Aufgedeckte Lebenslügen stellen den Sinn des Lebens in Frage

Lebenslügen müssen sich nicht dadurch auszeichnen, dass man andere belügt. Viele Menschen machen sich auch selbst etwas vor. Was dann gefälscht wird, ist nicht die soziale Identität, sondern das Selbstbild. Man sieht und beurteilt sich so, wie man nicht ist. Peter Bieri nennt einfache, harmlose Irrtümer: „Es stellt sich heraus, dass man in einer Sache weniger Einfluss hat als angenommen; dass die Leistung weniger groß oder eine Verfehlung weniger schwerwiegend war als angenommen; dass einen der Tod eines Bekannten weniger berührt als vermutet.“ Harmlose Irrtümer im Selbstbild sind solche, die auch wenn sie aufgedeckt werden, die seelische Identität eines Menschen nicht ins Wanken bringen. Peter Bieri, geboren 1944 in Bern, studierte Philosophie und Klassische Philologie und lehrte als Professor für Philosophie in Bielefeld, Marburg und an der Freien Universität Berlin.

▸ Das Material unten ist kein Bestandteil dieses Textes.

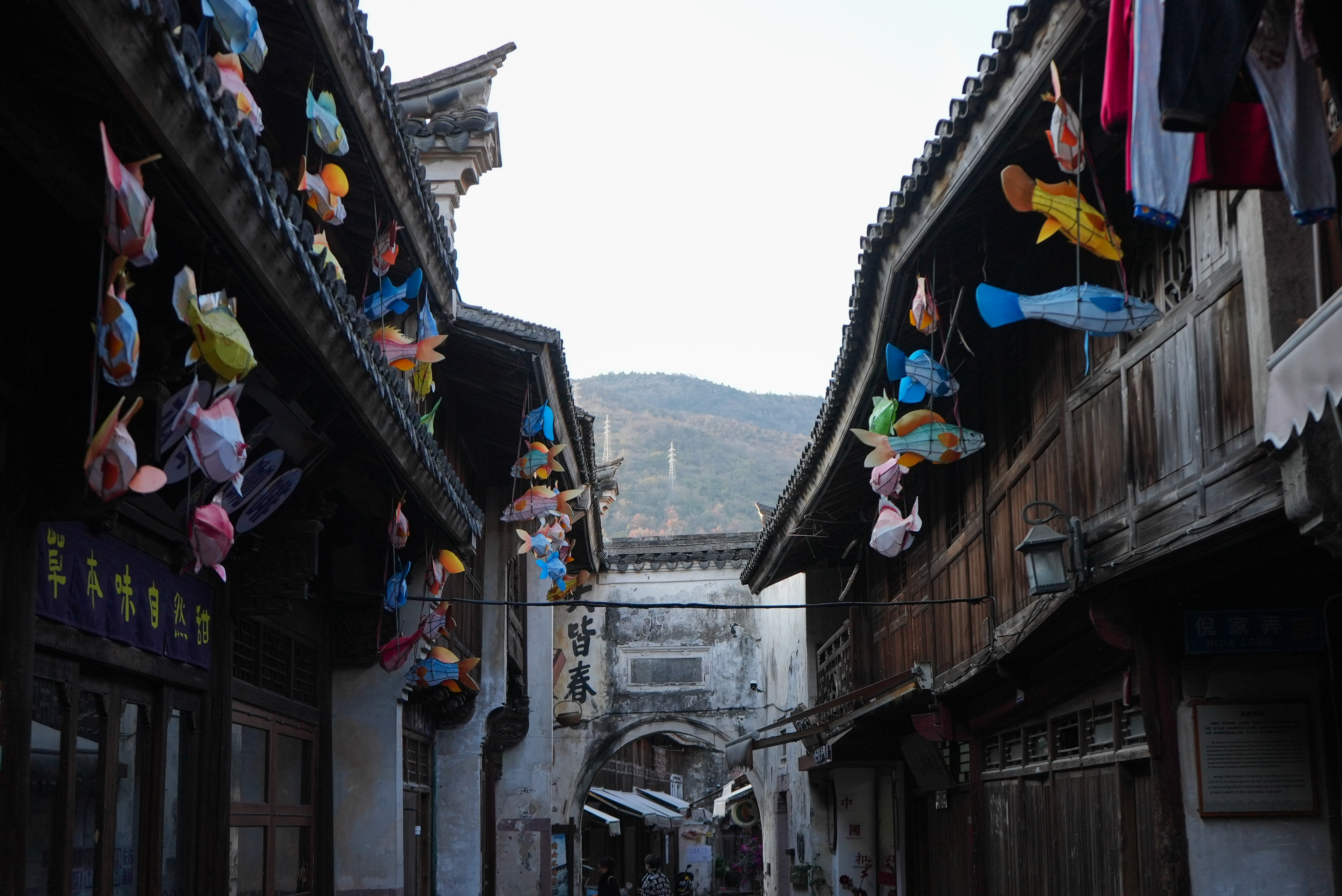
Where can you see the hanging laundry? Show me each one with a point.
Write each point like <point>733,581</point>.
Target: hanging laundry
<point>1198,53</point>
<point>1294,107</point>
<point>1160,160</point>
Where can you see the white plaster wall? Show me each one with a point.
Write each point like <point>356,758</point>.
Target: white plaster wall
<point>524,793</point>
<point>1285,856</point>
<point>367,777</point>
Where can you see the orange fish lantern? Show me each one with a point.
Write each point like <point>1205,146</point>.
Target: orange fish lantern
<point>110,461</point>
<point>399,530</point>
<point>1065,132</point>
<point>924,314</point>
<point>131,212</point>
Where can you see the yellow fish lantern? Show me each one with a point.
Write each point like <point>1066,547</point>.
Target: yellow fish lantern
<point>924,314</point>
<point>325,191</point>
<point>1066,211</point>
<point>214,320</point>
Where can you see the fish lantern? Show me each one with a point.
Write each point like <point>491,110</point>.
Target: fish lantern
<point>325,191</point>
<point>238,23</point>
<point>882,414</point>
<point>919,375</point>
<point>402,352</point>
<point>399,530</point>
<point>214,320</point>
<point>211,537</point>
<point>893,532</point>
<point>1065,211</point>
<point>396,588</point>
<point>231,81</point>
<point>215,438</point>
<point>324,124</point>
<point>131,212</point>
<point>119,332</point>
<point>392,655</point>
<point>921,435</point>
<point>451,563</point>
<point>885,478</point>
<point>924,314</point>
<point>110,461</point>
<point>1065,132</point>
<point>392,298</point>
<point>442,667</point>
<point>540,420</point>
<point>323,251</point>
<point>386,249</point>
<point>1094,309</point>
<point>539,462</point>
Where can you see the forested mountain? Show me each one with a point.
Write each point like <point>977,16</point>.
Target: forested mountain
<point>733,449</point>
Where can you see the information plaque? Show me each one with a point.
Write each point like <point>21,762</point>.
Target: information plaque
<point>1254,760</point>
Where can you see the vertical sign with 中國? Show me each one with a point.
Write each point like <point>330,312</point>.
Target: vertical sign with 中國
<point>1254,760</point>
<point>104,587</point>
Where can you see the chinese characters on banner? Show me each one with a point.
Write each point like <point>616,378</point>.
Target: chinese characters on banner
<point>104,587</point>
<point>579,658</point>
<point>1253,631</point>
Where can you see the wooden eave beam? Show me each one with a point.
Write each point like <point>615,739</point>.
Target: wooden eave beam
<point>349,64</point>
<point>139,62</point>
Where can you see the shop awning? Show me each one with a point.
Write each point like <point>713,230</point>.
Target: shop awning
<point>612,824</point>
<point>1305,375</point>
<point>658,796</point>
<point>650,811</point>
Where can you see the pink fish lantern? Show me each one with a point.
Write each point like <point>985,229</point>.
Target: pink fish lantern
<point>894,533</point>
<point>885,479</point>
<point>119,332</point>
<point>924,312</point>
<point>215,438</point>
<point>399,530</point>
<point>231,81</point>
<point>131,212</point>
<point>1065,132</point>
<point>110,462</point>
<point>211,537</point>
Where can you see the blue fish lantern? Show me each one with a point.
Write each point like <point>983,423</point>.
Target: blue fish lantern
<point>1093,309</point>
<point>392,298</point>
<point>325,127</point>
<point>239,26</point>
<point>919,375</point>
<point>119,332</point>
<point>396,588</point>
<point>552,567</point>
<point>541,419</point>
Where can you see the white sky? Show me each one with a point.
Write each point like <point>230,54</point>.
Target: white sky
<point>685,184</point>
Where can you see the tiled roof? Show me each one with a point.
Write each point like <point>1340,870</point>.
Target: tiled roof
<point>951,133</point>
<point>681,552</point>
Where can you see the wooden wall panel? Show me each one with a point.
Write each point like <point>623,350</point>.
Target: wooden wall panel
<point>1223,355</point>
<point>1097,427</point>
<point>1160,414</point>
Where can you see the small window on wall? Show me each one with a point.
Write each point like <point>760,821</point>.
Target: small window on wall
<point>270,835</point>
<point>670,670</point>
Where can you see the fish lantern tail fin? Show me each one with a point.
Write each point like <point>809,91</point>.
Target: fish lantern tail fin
<point>1019,188</point>
<point>896,361</point>
<point>414,282</point>
<point>912,392</point>
<point>998,306</point>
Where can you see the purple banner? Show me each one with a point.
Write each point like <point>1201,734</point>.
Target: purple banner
<point>104,587</point>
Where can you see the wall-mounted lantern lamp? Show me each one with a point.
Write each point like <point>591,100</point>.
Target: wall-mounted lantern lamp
<point>1044,549</point>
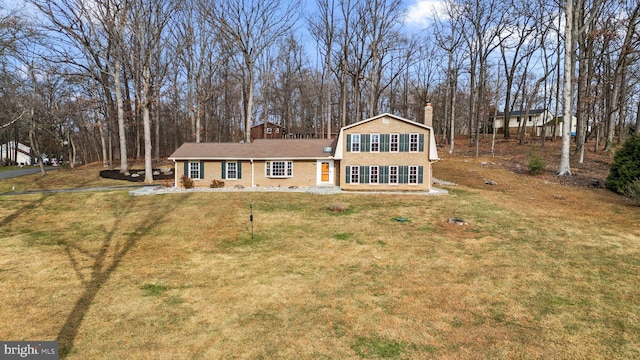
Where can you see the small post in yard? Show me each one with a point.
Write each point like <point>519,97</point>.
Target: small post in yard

Die Wahrheit über ein falsches Selbstbild ist nur schwer zu ertragen

Anders verhält es sich bei richtigen Lebenslügen. Mit ihnen schafft man vor sich selbst und für sich selbst eine Identität, die große Teile des Lebens umfasst. Peter Bieri nennt Beispiele: „Als erfolgreicher Geschäftsmann, Künstler oder Wissenschaftler; als selbstlose, liebende Mutter; als aufrichtiger und großzügiger Freund; als aufgeklärter, verantwortungsvoller Bürger.“ Wenn sich solche Selbstbilder als falsch erweisen, gerät das ganze Leben in Aufruhr. Die Welten der Gefühle und der Taten müssen dann neu geordnet werden.

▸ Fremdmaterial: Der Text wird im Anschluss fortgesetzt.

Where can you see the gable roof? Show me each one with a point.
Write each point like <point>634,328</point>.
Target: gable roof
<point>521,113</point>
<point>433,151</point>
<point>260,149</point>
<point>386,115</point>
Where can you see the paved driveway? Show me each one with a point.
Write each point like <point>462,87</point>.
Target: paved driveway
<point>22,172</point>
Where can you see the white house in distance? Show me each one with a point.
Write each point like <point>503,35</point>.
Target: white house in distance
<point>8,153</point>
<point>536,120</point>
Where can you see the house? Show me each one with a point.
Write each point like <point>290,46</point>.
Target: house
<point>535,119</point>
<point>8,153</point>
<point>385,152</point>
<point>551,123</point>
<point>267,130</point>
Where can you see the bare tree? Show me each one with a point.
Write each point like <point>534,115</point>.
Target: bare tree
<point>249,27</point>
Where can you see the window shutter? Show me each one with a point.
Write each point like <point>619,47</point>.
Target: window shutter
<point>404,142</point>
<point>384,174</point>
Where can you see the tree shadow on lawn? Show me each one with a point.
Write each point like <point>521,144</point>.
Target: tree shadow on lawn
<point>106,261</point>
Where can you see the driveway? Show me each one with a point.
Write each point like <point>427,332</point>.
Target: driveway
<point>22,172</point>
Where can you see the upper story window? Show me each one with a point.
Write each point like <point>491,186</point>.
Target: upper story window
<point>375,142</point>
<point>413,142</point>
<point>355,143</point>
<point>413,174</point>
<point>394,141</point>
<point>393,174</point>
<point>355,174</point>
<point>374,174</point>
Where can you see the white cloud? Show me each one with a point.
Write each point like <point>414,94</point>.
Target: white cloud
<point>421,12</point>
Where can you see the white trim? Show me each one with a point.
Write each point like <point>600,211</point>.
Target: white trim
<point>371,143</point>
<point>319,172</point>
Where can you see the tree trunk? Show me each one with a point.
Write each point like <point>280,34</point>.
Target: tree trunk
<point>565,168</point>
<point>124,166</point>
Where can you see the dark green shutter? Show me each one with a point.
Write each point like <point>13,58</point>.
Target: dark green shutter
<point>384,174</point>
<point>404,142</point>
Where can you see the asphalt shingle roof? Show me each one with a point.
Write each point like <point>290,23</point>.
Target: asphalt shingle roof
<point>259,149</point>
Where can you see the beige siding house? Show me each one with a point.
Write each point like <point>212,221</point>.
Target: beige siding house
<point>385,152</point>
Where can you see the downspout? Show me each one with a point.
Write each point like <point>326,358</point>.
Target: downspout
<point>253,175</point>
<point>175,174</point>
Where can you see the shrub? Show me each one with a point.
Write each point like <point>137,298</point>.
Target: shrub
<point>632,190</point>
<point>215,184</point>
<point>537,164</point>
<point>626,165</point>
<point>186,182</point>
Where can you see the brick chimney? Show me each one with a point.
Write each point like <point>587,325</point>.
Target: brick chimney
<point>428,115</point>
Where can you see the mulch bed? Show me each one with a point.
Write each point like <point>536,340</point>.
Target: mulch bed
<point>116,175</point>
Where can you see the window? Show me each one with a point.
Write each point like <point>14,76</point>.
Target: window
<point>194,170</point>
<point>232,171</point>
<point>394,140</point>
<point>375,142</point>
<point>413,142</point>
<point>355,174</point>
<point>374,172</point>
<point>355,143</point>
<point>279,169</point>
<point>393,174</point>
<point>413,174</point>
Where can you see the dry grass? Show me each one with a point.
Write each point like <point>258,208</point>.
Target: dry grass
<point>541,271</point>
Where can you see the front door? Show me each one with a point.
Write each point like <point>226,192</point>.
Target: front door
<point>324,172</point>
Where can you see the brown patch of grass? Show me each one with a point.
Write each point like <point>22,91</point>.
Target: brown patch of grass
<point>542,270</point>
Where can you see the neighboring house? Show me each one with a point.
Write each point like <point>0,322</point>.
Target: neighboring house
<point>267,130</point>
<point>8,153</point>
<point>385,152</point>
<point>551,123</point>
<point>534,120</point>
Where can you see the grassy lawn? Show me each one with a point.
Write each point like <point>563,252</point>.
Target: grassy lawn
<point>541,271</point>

Der Wert und Sinn des Lebens kommen bei einer echten Lebenslüge, die aufgedeckt worden ist, auf den Prüfstand. All das bedeutet Angst und Unglück. Deshalb halten die meisten Menschen mit aller Kraft am gewohnten Selbstbild fest, selbst wenn sie einer Übermacht sprechender Tatsachen gegenüberstehen. Sie wollen die Wahrheit nicht wissen. Da die Wahrheit nur schwer zu ertragen ist, wollen viele ihre Lebenslüge von Erfolg und Beliebtheit nicht aufgeben. Denn wer beliebt ist, dem wird es nie an etwas fehlen.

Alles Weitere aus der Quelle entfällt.